Senator Cantwell is right. All these bills do is legalize theft. Just because they call it "reform" doesn't mean it is. The paid puppets of banks, huge multinationals, and China continue to brain wash and bankrupt America.
They should have called these bills the America STOPS Inventing Act or ASIA, because that's where they're sending all our jobs.
The patent bill (vers 2, 3, etc) is nothing less than another monumental federal giveaway for banks, huge multinationals, and China and an off shoring job killing nightmare for America. Even the leading patent expert in China has stated the bill will help them steal our inventions. Congress passed it and Obama signed it. Who are they working for??

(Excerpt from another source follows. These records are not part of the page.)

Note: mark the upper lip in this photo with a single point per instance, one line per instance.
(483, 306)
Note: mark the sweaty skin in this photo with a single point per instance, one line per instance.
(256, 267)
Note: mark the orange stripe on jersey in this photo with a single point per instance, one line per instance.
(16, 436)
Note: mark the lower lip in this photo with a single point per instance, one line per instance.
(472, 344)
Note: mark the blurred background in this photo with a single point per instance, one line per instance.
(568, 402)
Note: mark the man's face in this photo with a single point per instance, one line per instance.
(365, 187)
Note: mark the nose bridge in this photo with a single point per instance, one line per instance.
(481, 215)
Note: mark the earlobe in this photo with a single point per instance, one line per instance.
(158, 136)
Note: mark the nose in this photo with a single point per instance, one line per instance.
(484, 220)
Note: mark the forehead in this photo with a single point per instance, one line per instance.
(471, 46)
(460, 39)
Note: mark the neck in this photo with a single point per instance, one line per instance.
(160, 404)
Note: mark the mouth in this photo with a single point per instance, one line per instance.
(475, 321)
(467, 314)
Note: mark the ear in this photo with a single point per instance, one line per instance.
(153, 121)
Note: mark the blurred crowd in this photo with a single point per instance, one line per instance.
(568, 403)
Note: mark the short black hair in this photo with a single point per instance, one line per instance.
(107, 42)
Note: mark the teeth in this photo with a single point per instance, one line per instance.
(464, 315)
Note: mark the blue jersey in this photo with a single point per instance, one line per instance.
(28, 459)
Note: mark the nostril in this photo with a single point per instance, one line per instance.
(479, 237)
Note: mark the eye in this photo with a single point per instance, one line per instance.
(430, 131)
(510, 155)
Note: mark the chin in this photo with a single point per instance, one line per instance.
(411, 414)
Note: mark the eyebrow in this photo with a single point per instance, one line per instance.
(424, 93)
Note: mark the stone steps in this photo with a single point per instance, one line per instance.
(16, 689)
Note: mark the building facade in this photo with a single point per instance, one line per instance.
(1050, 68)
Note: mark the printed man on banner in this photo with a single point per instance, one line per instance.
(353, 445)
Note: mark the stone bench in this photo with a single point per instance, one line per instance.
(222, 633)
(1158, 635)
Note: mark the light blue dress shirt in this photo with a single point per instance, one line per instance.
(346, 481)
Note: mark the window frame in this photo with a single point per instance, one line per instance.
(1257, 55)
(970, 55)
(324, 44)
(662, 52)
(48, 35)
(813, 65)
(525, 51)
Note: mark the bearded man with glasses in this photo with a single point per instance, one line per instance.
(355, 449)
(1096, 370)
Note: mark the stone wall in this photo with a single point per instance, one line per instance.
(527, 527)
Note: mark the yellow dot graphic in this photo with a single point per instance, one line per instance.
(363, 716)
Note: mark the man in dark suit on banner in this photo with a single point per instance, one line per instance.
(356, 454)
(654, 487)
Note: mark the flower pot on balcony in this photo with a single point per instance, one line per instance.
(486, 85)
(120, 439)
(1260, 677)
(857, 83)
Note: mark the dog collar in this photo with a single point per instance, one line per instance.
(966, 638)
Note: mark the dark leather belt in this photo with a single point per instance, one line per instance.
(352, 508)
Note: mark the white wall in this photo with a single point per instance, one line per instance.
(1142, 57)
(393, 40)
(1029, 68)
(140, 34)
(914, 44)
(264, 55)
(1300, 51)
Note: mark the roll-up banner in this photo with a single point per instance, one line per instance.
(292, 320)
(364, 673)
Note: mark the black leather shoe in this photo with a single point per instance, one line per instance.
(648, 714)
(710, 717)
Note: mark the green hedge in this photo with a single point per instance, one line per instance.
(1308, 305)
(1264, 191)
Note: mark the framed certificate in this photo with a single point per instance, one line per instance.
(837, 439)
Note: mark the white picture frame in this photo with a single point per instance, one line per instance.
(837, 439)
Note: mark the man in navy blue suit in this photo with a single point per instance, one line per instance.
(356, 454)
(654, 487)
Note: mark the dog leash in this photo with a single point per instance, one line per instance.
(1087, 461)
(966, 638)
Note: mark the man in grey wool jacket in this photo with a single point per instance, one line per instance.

Patent reform is a fraud on America. Congress and Obama are both to blame. This bill will not do what they claim it will. What it will do is help large multinational corporations maintain their monopolies by robbing and destroying their small entity and startup competitors (so it will do exactly what the large multinationals paid for) and with them the jobs they would have created. The bill will make it harder and more expensive for small firms to get and enforce their patents. Without patents we cant get funded. In this way large firms are able to play king of the hill and keep their small competitors from reaching the top as they have. Yet small entities create the lion's share of new jobs. According to recent studies by the Kauffman Foundation and economists at the U.S. Census Bureau, "startups aren't everything when it comes to job growth. They're the only thing." This bill is a wholesale destroyer of US jobs. Those wishing to help fight this bill should contact us as below.
Small entities and inventors have been given far too little voice on this bill when one considers that they rely far more heavily on the patent system than do large firms who can control their markets by their size alone. The smaller the firm, the more they rely on patents -especially startups and individual inventors. Congress and Obama tinkering with patent law while gagging inventors is like a surgeon operating before examining the patient.